Il Gip del Tribunale di Agrigento, Stefano Zammuto, non ha convalidato il fermo degli indagati dell’inchiesta “Ponos”, scattata all’alba di giovedì, ad opera dei Carabinieri del Comando provinciale di Agrigento, e dei militari del Nucleo Ispettorato del Lavoro, che hanno fermato 8 persone accusate di caporalato. Il Gip, comunque, per tutti ha emesso una misura cautelare.

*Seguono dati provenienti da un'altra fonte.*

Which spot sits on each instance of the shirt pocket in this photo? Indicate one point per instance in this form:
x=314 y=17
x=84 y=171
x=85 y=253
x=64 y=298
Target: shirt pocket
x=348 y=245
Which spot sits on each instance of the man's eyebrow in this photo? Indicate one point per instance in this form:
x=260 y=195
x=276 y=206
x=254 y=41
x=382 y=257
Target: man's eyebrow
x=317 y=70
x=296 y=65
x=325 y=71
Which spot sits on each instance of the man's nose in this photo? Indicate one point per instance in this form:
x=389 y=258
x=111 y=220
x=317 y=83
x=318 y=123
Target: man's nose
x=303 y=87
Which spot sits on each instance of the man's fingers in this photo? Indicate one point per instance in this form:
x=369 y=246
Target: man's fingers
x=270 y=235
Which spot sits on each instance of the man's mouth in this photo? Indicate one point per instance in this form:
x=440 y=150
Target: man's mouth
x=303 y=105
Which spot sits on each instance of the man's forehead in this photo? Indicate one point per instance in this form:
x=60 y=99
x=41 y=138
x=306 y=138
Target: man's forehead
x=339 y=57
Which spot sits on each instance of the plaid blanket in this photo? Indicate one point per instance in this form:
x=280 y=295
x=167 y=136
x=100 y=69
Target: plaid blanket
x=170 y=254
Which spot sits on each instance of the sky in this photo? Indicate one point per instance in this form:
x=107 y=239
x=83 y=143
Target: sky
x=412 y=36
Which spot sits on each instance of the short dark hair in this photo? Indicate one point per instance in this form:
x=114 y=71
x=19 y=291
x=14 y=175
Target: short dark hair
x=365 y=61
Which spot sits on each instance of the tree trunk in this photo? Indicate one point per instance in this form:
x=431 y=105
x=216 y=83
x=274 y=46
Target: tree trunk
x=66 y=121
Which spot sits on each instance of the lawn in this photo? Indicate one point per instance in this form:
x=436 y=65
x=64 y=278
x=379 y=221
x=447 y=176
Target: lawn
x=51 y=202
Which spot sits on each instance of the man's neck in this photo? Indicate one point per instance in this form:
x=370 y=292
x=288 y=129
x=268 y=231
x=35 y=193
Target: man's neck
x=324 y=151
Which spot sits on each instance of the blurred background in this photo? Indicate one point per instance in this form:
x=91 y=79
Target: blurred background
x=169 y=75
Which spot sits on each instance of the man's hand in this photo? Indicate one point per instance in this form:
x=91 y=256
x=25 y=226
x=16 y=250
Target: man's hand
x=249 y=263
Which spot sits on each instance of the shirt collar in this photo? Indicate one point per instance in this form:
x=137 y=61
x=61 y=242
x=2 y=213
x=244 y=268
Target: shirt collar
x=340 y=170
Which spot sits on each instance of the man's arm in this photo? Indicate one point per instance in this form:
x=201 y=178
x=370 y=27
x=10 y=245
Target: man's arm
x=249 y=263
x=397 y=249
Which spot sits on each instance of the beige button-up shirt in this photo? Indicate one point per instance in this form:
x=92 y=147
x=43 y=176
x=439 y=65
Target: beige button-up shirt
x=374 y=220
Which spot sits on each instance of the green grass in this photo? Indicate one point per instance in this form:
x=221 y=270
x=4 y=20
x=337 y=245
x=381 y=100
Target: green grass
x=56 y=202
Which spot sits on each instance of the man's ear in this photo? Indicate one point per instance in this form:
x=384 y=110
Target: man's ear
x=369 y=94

Applicata la custodia cautelare in carcere per Viera Cicakova, 59 anni, e Veronica Cicakova, 37 anni, rispettivamente madre e figlia, della Repubblica Slovacca, ritenuti a capo della banda; Rosario Burgio, 42 anni di San Cataldo; Rosario Ninfosì, 52 anni, bracciante agricolo, di Palma di Montechiaro.

Arresti domiciliari con l’applicazione del braccialetto elettronico per Rosario Burgio, 42 anni di San Cataldo, e Rosario Ninfosì, 52 anni, bracciante agricolo, di Palma di Montechiaro; obbligo di dimora nel territorio di Campobello di Licata per Vasile Mihu, 43 anni, “autista” e “controllore” originario della Romania, e Neculai Stan, 62 anni, anche lui romeno, “capo squadra”.

Obbligo di presentazione alla Polizia giudiziaria, tutti i giorni, per la firma a carico di Emilio Lombardino, 46 anni di Agrigento, “autista”, nonché proprietario di uno dei minivan utilizzati per i viaggi. Lombardino, difeso dall’avvocato Daniele Re, è stato subito scarcerato. Applicati gli arresti domiciliari ad un’altra donna, Inna Kozak, ventiseienne ucraina. Indagato Giovanni Gurrisi, 40 anni di Agrigento, considerato un altro “autista”.